In First Bush Veto Override, Senate Enacts Water Bill

By DAVID STOUT
nytimes.com

WASHINGTON, Nov. 8 — The Senate voted overwhelmingly today for a popular $23 billion water projects measure affecting locales across the country, thereby handing President Bush his first defeat in a veto showdown with Congress.

The vote was 79 to 14, far more than the two-thirds needed to override the veto that President Bush cast last Friday. On Tuesday, the House voted by 361 to 54 in favor of the bill, also well over the two-thirds barrier to nullify the veto.

Enactment of the water projects measure had been widely expected, despite the veto, given the importance of the bill to individual districts and, of course, the lawmakers that represent them. The measure embraces huge endeavors like restoration of the Florida Everglades and relief to hurricane-stricken communities along the Gulf Coast and smaller ones like sewage-treatment plants and dams important to smaller constituencies.

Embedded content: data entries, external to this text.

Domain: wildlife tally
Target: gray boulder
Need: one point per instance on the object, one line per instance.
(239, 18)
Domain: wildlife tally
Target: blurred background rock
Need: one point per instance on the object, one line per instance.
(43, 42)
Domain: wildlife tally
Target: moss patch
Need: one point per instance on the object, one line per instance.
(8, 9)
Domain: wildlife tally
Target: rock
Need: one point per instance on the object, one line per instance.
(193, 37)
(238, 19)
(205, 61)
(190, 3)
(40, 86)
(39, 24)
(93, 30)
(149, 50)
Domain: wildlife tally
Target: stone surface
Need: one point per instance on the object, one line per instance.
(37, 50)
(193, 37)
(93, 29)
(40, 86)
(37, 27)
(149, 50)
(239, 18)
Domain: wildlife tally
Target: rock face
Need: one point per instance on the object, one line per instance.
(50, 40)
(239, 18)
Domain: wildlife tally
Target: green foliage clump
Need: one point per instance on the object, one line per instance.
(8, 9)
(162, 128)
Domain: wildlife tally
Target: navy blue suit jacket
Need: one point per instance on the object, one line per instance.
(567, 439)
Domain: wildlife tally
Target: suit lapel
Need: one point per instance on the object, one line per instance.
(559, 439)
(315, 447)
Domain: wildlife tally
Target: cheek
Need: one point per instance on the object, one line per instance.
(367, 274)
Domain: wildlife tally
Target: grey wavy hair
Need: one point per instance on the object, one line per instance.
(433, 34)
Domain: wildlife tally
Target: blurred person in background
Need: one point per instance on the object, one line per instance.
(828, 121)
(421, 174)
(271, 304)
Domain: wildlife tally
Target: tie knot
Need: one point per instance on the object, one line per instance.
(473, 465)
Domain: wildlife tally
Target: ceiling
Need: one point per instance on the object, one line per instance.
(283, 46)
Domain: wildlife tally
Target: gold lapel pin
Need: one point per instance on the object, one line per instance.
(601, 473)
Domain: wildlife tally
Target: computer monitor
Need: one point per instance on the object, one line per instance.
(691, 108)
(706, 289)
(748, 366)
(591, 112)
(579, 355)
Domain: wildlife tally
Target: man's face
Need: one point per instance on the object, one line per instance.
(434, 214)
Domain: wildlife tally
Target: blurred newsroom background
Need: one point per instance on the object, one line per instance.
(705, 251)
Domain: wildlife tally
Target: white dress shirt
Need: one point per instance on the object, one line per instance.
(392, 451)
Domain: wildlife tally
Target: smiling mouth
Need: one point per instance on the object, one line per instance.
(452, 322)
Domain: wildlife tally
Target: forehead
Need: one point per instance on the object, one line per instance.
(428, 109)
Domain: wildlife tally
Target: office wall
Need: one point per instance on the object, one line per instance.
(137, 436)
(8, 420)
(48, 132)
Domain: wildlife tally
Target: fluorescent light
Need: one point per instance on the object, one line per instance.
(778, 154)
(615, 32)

The veto of the water bill was the fifth cast by Mr. Bush, and the first to be overridden by Congress. The president and some Republicans had complained that the bill was wasteful. Some critics said the measure did not do enough to reform the Army Corps of Engineers, which would handle much of the work, and was larded with political pork.

But, as the comments of lawmakers made clear today, pork is in the eye of the beholder.

The bill “is one of the few areas where we actually do something constructive,” Senator Trent Lott of Mississippi, the Republican whip, told The Associated Press. He said the bill contains “good, deserved, justified projects.”

Senator David Vitter, Republican of Louisiana, also argued in favor of overriding the veto. “This bill is enormously important, and it has been a long time coming,” Mr. Vitter said.

Mr. Lott and Mr. Vitter side with President Bush far more often than they oppose him. But both senators represent areas that were hard-hit by Hurricane Katrina, and their votes to override Mr. Bush’s veto underscored the adage that politics is basically local, or at least regional.

Then, too, the bill was the first water-projects measure in several years, so there was plenty of pent-up demand for money in locales from coast to coast.